Yeah I mean I kind of understood what you were explaining I just couldn't really get it because your pictures didn't show it. But that was a dang good idea for that. I thought you would have gone through the bottom of that center bench but you definitely came up with a cleaner alternative than what I was thinking. I might try something like that with a gas tank and fuel lines but I'm not sure how that would react with the foam. :/


----------



## Troutman3000 (Apr 8, 2011)

reedjj said:


> Took it out today for the first time alone (kinda). Very easy to launch and recover. I got deeper in the woods than I have ever been.
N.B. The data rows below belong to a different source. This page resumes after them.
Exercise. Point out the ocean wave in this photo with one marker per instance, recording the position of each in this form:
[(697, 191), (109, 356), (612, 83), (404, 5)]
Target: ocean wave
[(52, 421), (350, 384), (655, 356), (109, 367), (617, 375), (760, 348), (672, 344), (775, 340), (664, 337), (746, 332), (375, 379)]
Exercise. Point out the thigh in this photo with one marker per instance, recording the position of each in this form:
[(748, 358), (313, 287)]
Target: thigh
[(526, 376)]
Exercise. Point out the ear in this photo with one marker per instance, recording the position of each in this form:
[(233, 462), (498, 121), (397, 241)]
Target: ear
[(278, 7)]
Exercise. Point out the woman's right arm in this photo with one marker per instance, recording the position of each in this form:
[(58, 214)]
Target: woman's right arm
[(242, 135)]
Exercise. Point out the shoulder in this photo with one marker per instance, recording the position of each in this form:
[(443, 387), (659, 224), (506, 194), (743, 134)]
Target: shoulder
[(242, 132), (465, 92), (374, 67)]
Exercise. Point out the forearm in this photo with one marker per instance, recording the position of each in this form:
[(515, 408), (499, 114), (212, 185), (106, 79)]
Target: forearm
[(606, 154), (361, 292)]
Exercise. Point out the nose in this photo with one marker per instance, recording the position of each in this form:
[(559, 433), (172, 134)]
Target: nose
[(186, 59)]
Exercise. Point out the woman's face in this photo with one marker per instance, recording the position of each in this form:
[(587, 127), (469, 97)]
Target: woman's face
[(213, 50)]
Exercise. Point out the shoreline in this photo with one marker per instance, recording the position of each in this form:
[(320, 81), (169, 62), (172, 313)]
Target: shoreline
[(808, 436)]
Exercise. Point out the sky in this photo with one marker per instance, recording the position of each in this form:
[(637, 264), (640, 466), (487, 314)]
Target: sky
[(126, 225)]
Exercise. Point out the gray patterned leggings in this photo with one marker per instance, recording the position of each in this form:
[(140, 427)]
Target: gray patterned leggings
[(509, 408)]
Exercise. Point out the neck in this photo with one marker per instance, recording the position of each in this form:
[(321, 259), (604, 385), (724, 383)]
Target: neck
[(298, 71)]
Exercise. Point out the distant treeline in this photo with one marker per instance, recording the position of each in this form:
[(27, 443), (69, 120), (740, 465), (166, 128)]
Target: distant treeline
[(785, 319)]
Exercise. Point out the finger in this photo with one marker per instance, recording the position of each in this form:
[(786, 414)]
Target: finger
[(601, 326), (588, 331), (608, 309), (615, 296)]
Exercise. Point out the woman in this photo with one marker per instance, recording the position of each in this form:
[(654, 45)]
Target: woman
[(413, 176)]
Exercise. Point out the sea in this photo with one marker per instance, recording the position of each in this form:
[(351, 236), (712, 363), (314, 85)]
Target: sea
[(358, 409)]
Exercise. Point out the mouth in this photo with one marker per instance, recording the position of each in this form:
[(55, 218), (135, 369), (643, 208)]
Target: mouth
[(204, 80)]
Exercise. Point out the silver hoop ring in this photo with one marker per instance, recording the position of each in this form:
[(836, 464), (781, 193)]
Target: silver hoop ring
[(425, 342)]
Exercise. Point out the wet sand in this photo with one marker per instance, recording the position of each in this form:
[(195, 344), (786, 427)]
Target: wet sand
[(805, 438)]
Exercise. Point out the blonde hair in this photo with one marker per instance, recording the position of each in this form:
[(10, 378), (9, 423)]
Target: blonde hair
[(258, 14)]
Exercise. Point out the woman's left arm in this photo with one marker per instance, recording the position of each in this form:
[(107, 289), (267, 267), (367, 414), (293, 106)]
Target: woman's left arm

I got about 2 miles past where I got hung up last time. I saw some wild turkeys and about a million turtles and 1 Manatee! Im not from Fl so seeing the manatee was a first for me.
> 
> Only hit a few logs at idle speed that barely kicked my motor up, and I only ran aground once lol. My best friend and spotter up front wasn't doing his job!




Be carefull I dented my hull because the bunks were too short. Best thing is to extend them past the hull so you wont hurt your baby.


----------



## reedjj (Apr 8, 2011)

I really didn't want to drill another hole in the bench if I didn't have to. As it turns out that little pocket made a perfect entry point to the interior of the bench. I just had to get through the foam to the compartment.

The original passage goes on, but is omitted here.